Editorial Cartoon by Josua Cabrera
Editorial Cartoon by Josua Cabrera

THE word comes from the Latin “agere” or “activus,” meaning “to move,” suggesting action or something that needed to be done. Merriam-Webster Dictionary defines it as “doctrine or practice that emphasizes direct, vigorous action especially in support of or opposition to one side of a controversial issue.”

The word does not necessarily imply that the “vigorous action” can only be done collectively. A solitary, in fact, can bear the world’s weight—remember Miguel de Cervantes’s Don Quixote de la Mancha or The Beatles’ “fool on the hill.”

The activist moves to change something in society: a corrupt status quo, social injustice, the rape of the ecosystem, tyranny, etc. It takes a myriad of forms—petitions, rallies, legislative lobbying, sit-ins, hunger strikes, among others. Time also saw creative ways activists launched their messages—from dropping poems from a chopper to hurling a shoe to a bluffing head of state. The Chinese artist Ai Wei Wei threw a dirty finger at the temples and captured the whole act in photography.

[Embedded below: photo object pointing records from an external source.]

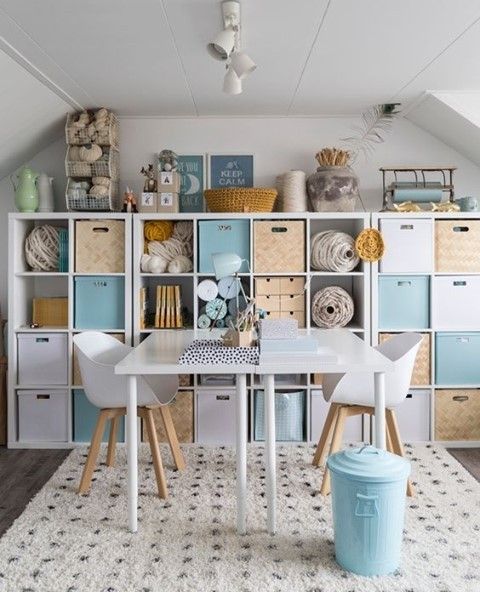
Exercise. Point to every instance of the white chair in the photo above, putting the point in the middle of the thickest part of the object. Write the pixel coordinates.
(353, 394)
(98, 353)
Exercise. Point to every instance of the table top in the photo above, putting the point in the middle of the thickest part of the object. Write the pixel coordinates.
(160, 351)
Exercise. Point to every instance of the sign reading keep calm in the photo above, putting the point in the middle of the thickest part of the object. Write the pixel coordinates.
(231, 170)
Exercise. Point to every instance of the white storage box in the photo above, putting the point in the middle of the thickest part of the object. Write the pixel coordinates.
(413, 416)
(215, 417)
(318, 414)
(43, 415)
(455, 302)
(408, 245)
(42, 358)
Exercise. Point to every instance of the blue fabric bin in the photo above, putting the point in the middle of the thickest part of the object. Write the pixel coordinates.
(457, 358)
(368, 505)
(289, 416)
(99, 302)
(403, 302)
(85, 417)
(223, 236)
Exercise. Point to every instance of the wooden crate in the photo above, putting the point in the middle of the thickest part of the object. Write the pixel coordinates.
(77, 377)
(457, 246)
(279, 246)
(51, 312)
(422, 369)
(100, 246)
(457, 414)
(182, 414)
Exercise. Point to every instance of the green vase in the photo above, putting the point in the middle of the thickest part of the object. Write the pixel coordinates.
(26, 194)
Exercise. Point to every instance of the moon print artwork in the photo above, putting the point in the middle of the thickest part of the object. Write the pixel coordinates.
(191, 169)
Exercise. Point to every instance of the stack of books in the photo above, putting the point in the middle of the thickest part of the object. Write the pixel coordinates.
(168, 308)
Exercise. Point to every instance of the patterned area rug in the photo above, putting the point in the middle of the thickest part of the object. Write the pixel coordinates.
(66, 543)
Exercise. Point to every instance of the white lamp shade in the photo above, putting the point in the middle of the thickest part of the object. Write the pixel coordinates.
(242, 64)
(232, 85)
(226, 264)
(222, 46)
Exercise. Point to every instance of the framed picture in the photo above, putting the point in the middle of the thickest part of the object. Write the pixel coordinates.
(230, 170)
(192, 182)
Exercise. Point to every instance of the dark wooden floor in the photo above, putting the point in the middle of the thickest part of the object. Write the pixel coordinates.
(24, 472)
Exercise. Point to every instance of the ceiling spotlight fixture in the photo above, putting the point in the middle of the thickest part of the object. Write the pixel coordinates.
(226, 47)
(232, 85)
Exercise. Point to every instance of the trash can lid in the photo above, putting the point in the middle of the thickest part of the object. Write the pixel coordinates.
(370, 464)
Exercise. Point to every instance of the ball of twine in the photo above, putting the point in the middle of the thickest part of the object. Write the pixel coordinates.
(292, 192)
(42, 248)
(332, 307)
(180, 243)
(369, 245)
(158, 230)
(332, 250)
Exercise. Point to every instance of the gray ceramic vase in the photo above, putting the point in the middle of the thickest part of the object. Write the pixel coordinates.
(333, 189)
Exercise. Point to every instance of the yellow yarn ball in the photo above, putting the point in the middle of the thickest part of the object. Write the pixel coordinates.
(159, 230)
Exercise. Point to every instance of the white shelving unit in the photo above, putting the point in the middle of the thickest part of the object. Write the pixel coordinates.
(356, 283)
(424, 414)
(24, 285)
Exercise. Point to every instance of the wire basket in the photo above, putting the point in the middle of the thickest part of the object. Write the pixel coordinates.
(106, 136)
(106, 166)
(241, 199)
(81, 201)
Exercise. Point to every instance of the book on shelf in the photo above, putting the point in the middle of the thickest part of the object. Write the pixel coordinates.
(168, 307)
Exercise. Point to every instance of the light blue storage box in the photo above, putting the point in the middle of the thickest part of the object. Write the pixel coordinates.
(368, 504)
(403, 302)
(222, 236)
(457, 358)
(289, 416)
(85, 417)
(99, 302)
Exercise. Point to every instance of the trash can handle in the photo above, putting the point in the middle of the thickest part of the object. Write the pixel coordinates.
(370, 510)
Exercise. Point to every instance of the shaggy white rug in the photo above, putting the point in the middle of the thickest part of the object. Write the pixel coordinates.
(69, 543)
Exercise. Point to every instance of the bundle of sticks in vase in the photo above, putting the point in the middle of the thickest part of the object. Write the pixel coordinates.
(332, 157)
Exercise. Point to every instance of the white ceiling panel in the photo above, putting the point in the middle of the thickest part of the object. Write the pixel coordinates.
(120, 52)
(31, 116)
(276, 34)
(368, 50)
(456, 69)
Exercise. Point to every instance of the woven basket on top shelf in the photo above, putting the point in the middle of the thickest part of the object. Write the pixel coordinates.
(241, 199)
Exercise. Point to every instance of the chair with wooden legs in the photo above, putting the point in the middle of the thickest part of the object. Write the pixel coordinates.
(98, 353)
(352, 394)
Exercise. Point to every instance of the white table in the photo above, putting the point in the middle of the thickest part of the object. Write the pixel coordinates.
(159, 354)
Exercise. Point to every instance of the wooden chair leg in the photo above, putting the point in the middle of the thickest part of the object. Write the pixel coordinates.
(172, 437)
(112, 441)
(397, 443)
(89, 467)
(157, 459)
(322, 447)
(335, 446)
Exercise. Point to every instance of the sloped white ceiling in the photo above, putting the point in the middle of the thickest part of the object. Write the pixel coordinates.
(315, 57)
(31, 115)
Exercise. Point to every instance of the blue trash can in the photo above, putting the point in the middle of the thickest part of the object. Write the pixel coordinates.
(368, 503)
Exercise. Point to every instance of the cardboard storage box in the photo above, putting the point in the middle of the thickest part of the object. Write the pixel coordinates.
(279, 246)
(457, 414)
(100, 246)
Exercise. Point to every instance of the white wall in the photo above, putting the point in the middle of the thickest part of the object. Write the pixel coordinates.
(279, 144)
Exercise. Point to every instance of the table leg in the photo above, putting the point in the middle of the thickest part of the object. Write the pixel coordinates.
(132, 453)
(379, 393)
(241, 411)
(271, 483)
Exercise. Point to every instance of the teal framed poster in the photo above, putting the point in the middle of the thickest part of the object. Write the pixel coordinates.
(192, 182)
(230, 170)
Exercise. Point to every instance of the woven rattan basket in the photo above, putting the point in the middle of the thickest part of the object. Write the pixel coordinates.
(241, 199)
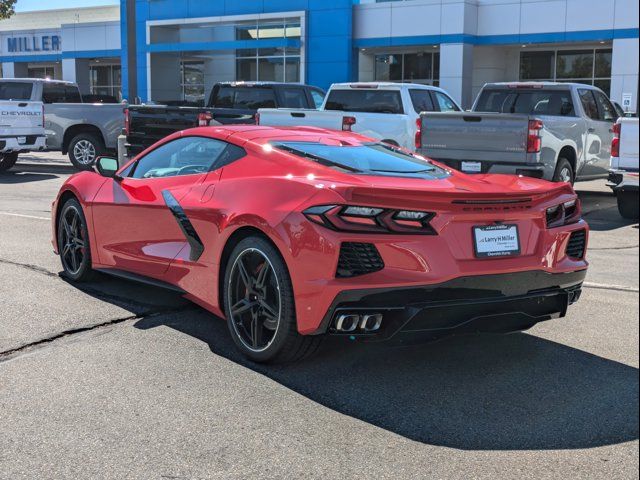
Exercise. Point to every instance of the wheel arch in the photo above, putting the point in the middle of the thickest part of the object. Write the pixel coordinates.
(234, 239)
(569, 152)
(77, 129)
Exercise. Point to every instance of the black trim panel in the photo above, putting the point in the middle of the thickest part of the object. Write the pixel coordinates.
(503, 302)
(139, 278)
(197, 247)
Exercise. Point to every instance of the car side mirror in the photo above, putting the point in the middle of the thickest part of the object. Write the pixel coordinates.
(107, 166)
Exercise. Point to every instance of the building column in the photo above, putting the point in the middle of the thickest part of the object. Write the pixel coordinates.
(8, 70)
(456, 66)
(69, 69)
(624, 72)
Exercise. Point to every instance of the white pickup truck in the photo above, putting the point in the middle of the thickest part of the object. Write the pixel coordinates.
(389, 112)
(623, 176)
(21, 123)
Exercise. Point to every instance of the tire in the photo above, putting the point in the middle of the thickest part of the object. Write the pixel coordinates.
(266, 307)
(7, 160)
(564, 172)
(84, 149)
(73, 242)
(628, 205)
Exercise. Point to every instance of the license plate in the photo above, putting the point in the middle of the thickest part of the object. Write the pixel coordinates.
(471, 167)
(496, 241)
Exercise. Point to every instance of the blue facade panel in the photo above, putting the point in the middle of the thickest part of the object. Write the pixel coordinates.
(329, 55)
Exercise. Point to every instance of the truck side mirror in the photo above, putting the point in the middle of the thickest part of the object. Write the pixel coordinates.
(107, 166)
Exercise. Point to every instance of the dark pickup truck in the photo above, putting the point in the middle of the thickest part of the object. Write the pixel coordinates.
(229, 102)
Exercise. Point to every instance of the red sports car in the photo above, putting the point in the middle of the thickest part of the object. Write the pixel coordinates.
(294, 234)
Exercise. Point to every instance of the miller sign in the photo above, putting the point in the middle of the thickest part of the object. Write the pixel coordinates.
(44, 43)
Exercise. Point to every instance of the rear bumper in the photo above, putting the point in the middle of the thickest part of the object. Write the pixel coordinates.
(623, 180)
(32, 142)
(483, 303)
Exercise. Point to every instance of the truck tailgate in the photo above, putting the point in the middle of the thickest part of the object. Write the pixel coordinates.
(20, 118)
(471, 136)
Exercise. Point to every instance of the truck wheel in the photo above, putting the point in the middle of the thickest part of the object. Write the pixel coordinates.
(84, 149)
(628, 205)
(564, 172)
(7, 160)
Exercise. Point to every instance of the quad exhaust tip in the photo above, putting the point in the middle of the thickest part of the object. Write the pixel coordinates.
(352, 322)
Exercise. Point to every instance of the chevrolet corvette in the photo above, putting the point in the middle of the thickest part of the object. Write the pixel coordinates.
(292, 234)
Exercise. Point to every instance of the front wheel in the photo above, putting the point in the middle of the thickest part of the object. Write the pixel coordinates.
(564, 172)
(259, 304)
(7, 160)
(84, 149)
(73, 242)
(628, 205)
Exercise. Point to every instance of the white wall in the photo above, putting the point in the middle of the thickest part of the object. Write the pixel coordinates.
(624, 70)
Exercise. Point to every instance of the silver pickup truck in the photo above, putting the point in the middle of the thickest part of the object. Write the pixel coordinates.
(82, 130)
(555, 131)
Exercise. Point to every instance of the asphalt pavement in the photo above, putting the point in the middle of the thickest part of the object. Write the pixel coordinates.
(117, 380)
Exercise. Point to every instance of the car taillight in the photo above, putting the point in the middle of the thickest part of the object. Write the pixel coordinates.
(127, 122)
(615, 142)
(352, 218)
(204, 118)
(534, 142)
(564, 214)
(347, 123)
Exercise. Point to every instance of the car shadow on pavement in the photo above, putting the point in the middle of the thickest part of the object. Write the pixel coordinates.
(511, 392)
(600, 210)
(13, 177)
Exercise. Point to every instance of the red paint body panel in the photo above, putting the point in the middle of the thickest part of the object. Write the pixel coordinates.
(133, 229)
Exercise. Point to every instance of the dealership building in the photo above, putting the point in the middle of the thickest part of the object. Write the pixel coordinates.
(175, 50)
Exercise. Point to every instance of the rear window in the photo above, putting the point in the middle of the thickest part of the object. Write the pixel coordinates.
(60, 93)
(369, 158)
(421, 100)
(528, 102)
(247, 98)
(15, 91)
(360, 100)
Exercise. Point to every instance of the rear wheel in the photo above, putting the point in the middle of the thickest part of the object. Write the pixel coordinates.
(84, 149)
(564, 172)
(7, 160)
(628, 205)
(259, 305)
(73, 242)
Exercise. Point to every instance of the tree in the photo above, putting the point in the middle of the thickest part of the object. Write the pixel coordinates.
(7, 8)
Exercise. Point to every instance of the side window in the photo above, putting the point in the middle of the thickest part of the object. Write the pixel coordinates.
(293, 98)
(224, 98)
(318, 97)
(421, 100)
(52, 93)
(606, 111)
(183, 156)
(588, 103)
(72, 94)
(445, 103)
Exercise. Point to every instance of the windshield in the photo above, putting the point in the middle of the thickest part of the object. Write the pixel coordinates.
(368, 158)
(15, 91)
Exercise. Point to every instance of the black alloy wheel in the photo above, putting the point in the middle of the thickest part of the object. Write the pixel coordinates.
(73, 242)
(254, 300)
(259, 304)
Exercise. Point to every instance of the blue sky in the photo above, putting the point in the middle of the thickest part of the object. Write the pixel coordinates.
(30, 5)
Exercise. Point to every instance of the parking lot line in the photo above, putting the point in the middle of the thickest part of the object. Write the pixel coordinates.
(9, 214)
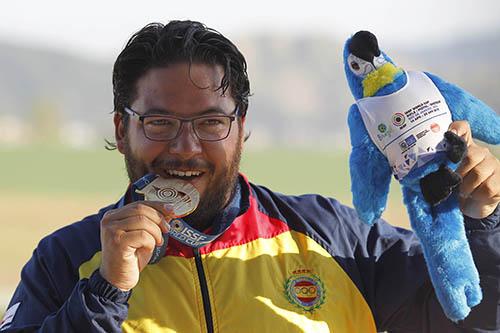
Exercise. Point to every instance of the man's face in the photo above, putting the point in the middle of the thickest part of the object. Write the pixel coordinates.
(175, 91)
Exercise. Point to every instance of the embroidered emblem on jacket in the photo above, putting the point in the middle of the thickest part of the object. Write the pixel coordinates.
(305, 290)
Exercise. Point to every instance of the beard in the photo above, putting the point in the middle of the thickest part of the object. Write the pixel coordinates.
(219, 190)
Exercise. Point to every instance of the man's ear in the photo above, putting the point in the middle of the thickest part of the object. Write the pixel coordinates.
(120, 132)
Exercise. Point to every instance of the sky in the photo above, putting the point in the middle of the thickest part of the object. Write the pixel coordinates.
(99, 28)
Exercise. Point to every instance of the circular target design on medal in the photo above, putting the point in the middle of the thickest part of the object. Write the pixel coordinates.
(183, 196)
(398, 119)
(382, 128)
(177, 225)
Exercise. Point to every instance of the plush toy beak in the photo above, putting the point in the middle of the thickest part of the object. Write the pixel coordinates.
(364, 45)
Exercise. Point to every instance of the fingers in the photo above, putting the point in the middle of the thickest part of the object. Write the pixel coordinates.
(477, 170)
(138, 223)
(136, 239)
(475, 157)
(462, 129)
(154, 212)
(488, 191)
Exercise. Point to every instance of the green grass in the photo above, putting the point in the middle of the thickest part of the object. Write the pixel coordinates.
(52, 170)
(44, 188)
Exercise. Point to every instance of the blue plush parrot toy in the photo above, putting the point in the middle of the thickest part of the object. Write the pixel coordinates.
(398, 126)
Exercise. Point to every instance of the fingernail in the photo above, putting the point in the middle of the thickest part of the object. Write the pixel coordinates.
(165, 224)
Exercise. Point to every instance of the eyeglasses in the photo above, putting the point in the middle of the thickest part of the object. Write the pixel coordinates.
(165, 128)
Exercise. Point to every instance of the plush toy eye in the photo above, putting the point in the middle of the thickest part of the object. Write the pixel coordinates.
(359, 66)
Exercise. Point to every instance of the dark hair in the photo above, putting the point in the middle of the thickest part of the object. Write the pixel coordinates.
(158, 45)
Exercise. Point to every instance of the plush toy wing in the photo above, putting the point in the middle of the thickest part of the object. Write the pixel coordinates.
(370, 171)
(483, 121)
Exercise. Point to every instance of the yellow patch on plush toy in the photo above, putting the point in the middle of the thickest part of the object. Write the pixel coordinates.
(379, 78)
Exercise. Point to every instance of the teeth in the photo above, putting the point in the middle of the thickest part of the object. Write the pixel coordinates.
(183, 173)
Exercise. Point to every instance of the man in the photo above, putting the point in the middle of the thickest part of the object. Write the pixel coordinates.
(280, 263)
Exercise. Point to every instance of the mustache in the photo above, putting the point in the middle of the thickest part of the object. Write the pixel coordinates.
(191, 164)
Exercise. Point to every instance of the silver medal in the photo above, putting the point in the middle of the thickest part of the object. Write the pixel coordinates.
(183, 196)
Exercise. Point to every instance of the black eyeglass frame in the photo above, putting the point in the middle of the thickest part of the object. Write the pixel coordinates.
(232, 116)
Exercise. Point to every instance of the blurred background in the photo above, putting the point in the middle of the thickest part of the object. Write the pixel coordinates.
(56, 60)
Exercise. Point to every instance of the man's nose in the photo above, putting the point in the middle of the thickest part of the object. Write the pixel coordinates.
(186, 144)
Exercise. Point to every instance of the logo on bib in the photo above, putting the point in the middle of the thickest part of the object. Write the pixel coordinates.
(305, 290)
(398, 119)
(382, 128)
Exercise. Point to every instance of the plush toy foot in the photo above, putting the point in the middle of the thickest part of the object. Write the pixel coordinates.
(438, 185)
(457, 147)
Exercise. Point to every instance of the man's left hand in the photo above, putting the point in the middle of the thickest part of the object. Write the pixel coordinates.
(480, 171)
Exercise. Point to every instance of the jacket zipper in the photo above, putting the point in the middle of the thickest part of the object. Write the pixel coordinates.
(204, 291)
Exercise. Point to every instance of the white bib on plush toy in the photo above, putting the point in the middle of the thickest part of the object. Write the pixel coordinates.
(408, 125)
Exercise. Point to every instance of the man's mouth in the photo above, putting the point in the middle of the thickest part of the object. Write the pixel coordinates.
(183, 174)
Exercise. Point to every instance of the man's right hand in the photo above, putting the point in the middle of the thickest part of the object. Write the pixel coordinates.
(128, 237)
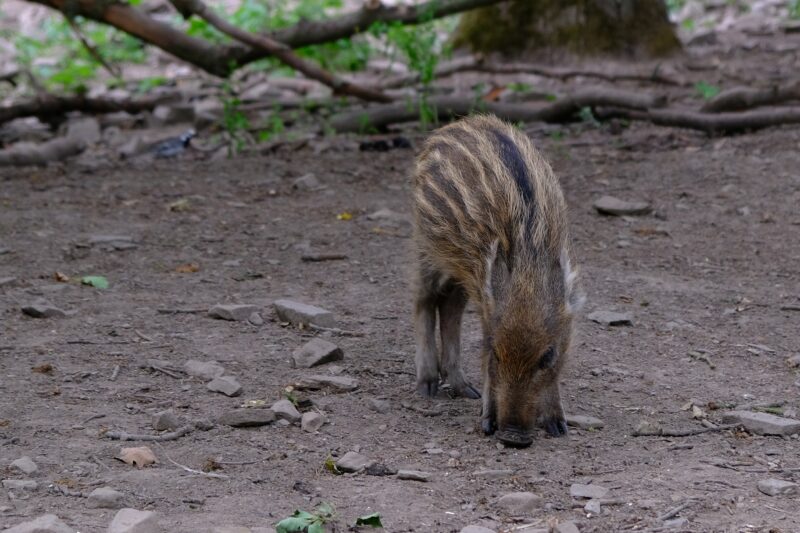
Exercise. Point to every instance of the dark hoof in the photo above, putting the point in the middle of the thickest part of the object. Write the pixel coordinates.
(555, 426)
(514, 438)
(428, 389)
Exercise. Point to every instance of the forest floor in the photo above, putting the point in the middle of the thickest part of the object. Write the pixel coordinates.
(710, 279)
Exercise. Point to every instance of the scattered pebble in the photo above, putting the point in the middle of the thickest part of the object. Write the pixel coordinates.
(285, 410)
(48, 523)
(303, 314)
(206, 370)
(319, 381)
(578, 490)
(520, 502)
(240, 418)
(609, 205)
(762, 423)
(235, 312)
(106, 498)
(584, 422)
(610, 318)
(25, 465)
(312, 421)
(166, 420)
(227, 385)
(777, 487)
(134, 521)
(316, 352)
(413, 475)
(353, 462)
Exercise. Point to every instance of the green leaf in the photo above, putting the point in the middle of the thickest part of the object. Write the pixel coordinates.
(372, 520)
(98, 282)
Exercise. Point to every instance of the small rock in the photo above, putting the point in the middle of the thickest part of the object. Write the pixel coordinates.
(134, 521)
(777, 487)
(592, 506)
(610, 318)
(608, 205)
(762, 423)
(166, 420)
(578, 490)
(413, 475)
(307, 182)
(520, 502)
(242, 418)
(25, 465)
(84, 129)
(227, 385)
(379, 406)
(312, 421)
(566, 527)
(106, 498)
(319, 381)
(235, 312)
(493, 474)
(206, 370)
(584, 422)
(48, 523)
(476, 529)
(303, 314)
(316, 352)
(43, 309)
(285, 410)
(353, 462)
(19, 484)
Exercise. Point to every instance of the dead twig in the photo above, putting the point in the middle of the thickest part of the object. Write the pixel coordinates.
(174, 435)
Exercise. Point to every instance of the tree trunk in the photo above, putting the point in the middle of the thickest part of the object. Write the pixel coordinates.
(553, 29)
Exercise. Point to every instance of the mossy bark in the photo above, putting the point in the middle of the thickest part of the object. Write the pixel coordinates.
(542, 28)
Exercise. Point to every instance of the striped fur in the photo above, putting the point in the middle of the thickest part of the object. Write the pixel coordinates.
(491, 223)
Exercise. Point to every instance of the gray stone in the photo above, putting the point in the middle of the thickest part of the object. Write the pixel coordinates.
(414, 475)
(520, 502)
(235, 312)
(285, 410)
(584, 422)
(134, 521)
(378, 405)
(316, 352)
(206, 370)
(592, 506)
(299, 313)
(608, 205)
(106, 498)
(312, 421)
(578, 490)
(777, 487)
(48, 523)
(19, 484)
(43, 309)
(319, 381)
(610, 318)
(240, 418)
(353, 462)
(25, 465)
(166, 420)
(227, 385)
(493, 474)
(84, 129)
(762, 423)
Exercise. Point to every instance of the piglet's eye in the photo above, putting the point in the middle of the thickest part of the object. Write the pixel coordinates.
(548, 359)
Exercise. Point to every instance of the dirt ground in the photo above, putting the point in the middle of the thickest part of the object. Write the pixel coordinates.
(708, 273)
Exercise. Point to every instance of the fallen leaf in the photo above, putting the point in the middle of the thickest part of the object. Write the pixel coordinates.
(98, 282)
(188, 268)
(141, 456)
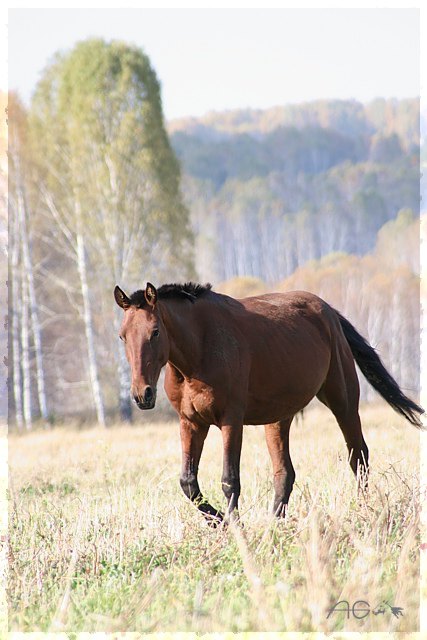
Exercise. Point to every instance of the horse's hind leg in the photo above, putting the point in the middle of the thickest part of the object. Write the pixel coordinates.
(277, 436)
(340, 394)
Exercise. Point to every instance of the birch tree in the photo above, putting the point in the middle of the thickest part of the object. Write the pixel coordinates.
(110, 182)
(26, 336)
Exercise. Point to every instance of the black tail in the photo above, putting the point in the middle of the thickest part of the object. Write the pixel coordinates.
(377, 375)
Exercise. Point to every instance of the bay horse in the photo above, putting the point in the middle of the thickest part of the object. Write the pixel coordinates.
(258, 360)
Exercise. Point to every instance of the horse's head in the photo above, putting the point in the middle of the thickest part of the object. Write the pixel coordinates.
(146, 342)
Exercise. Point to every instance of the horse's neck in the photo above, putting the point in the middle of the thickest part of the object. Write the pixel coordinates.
(185, 336)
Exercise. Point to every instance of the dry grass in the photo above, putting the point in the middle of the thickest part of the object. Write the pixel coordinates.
(101, 538)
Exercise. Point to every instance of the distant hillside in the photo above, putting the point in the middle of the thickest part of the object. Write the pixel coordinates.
(270, 190)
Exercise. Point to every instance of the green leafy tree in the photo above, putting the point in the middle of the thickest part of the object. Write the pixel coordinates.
(110, 182)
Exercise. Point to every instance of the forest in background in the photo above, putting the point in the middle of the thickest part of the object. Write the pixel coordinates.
(321, 196)
(271, 190)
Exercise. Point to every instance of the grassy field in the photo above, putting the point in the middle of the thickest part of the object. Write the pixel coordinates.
(102, 539)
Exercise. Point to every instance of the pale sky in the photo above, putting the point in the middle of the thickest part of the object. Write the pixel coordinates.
(216, 59)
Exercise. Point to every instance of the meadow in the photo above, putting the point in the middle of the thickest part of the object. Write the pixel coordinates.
(103, 539)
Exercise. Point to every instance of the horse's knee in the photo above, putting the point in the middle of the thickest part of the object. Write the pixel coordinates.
(283, 484)
(190, 486)
(359, 457)
(230, 487)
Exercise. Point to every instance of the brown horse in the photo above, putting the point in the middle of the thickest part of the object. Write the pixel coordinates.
(258, 360)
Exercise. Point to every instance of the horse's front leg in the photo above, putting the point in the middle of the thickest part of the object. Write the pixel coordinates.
(232, 444)
(192, 440)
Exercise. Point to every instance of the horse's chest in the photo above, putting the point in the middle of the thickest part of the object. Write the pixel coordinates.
(198, 403)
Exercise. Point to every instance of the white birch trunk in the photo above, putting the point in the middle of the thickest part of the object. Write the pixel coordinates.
(14, 313)
(25, 343)
(87, 317)
(33, 310)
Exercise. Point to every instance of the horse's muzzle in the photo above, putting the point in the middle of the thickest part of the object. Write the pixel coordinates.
(147, 400)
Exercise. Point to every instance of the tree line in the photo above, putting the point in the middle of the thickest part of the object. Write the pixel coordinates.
(326, 177)
(94, 200)
(318, 196)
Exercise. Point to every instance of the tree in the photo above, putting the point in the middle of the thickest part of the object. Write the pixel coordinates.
(109, 183)
(23, 308)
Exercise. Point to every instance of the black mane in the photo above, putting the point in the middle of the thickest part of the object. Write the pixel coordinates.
(189, 290)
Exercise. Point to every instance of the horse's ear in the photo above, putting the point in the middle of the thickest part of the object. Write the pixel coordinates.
(151, 294)
(121, 298)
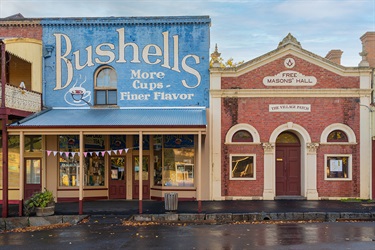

Today, in our part of the world, we particularly remember such rare breed as the late senator Benigno Aquino Jr., shot decades ago today at the airport tarmac for fighting an evil regime.

This week, we also mourn the passing of another champ, the impassioned former environment secretary Gina Lopez, she who stood against unscrupulous mining firms and in presscons urged everyone to sing with her, “I believe I can fly!”

Because “flight,” indeed, as an act of plunging headlong to dreams of better societies is the whole point of activism. Aquino and Lopez, though having moved in different times and circumstances, show invariable steadfastness to the truths they held. They have already marked a dent against what we thought were immovable monoliths. A regime eventually fell in the case of Aquino and we have yet to see who gets haunted by Lopez’s shadow.

Yesterday, the University of the Philippines community staged a walkout to push back the looming presence of police and military in its campuses. The common discomforts of the less informed is that the university breeds activists. The fear-mongering sector of the military claims there is communist “brain-washing” in the academic spaces. But there is only freethinking that’s happening there, and yes if in the process it breeds activists, it is only because, as the poet Roberto Bolaño said, “There is a time for reciting poems and there is a time for fists.” Without activists, civilizations would have eaten themselves up into the void. It is history, in fact, that gives activism its good name. Only evil regimes, terrified by their own smallness, are desperate to place activism in bad light.

They will tag you as an “activist,” you might as well wear it proudly as a badge of honor.